Thanks to Denis Kilcommons for filling in for a couple of Wednesdays while I was back in the homeland.

While in Northern Ireland I saw first-hand how the case of Michaella McCollum Connolly from the County Tyrone town of Dungannon has unfolded.

For the first few days that I was back in Ulster her face was all over the local papers and news bulletins – as a missing person.

The 20-year-old had disappeared from Ibiza where she had been working as a nightclub hostess and her worried family were trying to track her down.

Being a pessimist, I assumed in those first few days that the story would shortly come to a tragic conclusion.

But a few days in, she turned up, in a most unexpected place.

Along with another 20-year-old, Melissa Reid from Glasgow, she had been arrested in Peru.

The pair were found with £1.5m of cocaine in their luggage as they attempted to board a flight to Spain.

They are currently in a Peruvian jail awaiting trial for drug smuggling. According to reports, the women claim they were forced at gunpoint to take the cocaine in their luggage.

Their guilt or innocence will be decided by a court, not by me.

But regardless of the truth of what actually happened, there have been aspects of the reporting of this case which I’ve found very disturbing.

The first thing which has troubled me is the way that nearly all Irish and British news outlets have referred to the two accused as “the girls”.

In point of fact, at 20 years of age, they are no longer girls, they are young women. To constantly refer to them as if they were children suggests a strong bias in favour of the accused.

If they are constantly infantilised in this way it is easier to believe that they are guilty of nothing more sinister than childish naivety.

The second thing that disturbs me about the reporting of this case is the fact that the two women are frequently referred to as “Michaella” and “Melissa”.

Friendly, first-name terms for these poor “girls”, trapped in a prison so far from home.

Many news outlets, the Examiner included, routinely refer to anyone who has been charged with an offence by their surname only. The courtesy of the courtesy titles “Mr” “Mrs” or “Ms” is only restored if the person’s name is cleared.

Strictly speaking, the two women should be called by their surnames only until such time as the charges against them are dropped or they are found not guilty. But despite this, you rarely see the pair referred to in print as “McCollum Connolly” and “Reid”.

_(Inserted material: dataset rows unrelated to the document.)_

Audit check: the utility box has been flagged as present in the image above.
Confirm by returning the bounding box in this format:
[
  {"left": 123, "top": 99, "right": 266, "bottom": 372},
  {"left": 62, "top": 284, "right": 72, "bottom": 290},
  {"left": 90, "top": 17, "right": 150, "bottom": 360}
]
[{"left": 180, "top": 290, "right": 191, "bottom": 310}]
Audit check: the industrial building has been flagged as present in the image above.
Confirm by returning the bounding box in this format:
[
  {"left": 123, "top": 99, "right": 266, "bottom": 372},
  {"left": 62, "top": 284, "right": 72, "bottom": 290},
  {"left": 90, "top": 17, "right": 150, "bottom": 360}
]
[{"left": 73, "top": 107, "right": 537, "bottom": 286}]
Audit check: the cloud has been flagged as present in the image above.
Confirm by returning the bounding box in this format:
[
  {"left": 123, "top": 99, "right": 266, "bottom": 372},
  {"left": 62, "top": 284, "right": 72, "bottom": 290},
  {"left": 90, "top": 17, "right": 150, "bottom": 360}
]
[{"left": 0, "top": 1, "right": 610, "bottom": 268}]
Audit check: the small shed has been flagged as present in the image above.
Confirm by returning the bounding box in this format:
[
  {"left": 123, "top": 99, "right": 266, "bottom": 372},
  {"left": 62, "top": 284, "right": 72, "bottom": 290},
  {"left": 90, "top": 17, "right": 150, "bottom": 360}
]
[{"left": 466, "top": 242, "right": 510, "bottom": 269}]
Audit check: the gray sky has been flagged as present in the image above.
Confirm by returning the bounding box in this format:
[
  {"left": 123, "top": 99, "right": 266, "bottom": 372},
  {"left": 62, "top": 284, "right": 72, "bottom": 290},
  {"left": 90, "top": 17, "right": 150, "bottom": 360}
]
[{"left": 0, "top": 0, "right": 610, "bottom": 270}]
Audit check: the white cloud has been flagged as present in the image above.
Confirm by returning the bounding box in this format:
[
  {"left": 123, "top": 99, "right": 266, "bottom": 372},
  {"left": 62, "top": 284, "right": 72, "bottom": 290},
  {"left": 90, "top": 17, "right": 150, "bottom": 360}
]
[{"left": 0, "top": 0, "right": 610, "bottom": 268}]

But the most worrying aspect of the reporting of this case is the focus on the conditions in the prison in which the two women are being held.

Many trees have given their lives in the last few weeks so we can learn of the “ordeal” which the accused pair are going through in Lima.

The Daily Mail, as ever, led the way, informing us that the prison the two women are being held in is a “hellhole”. However, the paper assured us this was nothing compared with the “notorious” jail which awaits them should they be convicted, where HIV and TB are rife among the 1,000 women crammed into a building designed to hold only a quarter of that number.

If the two women are indeed being kept in inhumane conditions then I feel sorry for them – but only as sorry as I feel for all their fellow inmates. If the prisons conditions in Peru aren’t good enough for two Europeans, then they’re not good enough for anyone else either.

Perhaps the Mail regularly runs features on the inhumanity of Latin American prisons. But I doubt it.

It’s only when “girls” like “Michaella” and “Melissa” find themselves behind bars that we start to learn about the “hellholes” which await those who fall foul of the law in the developing world.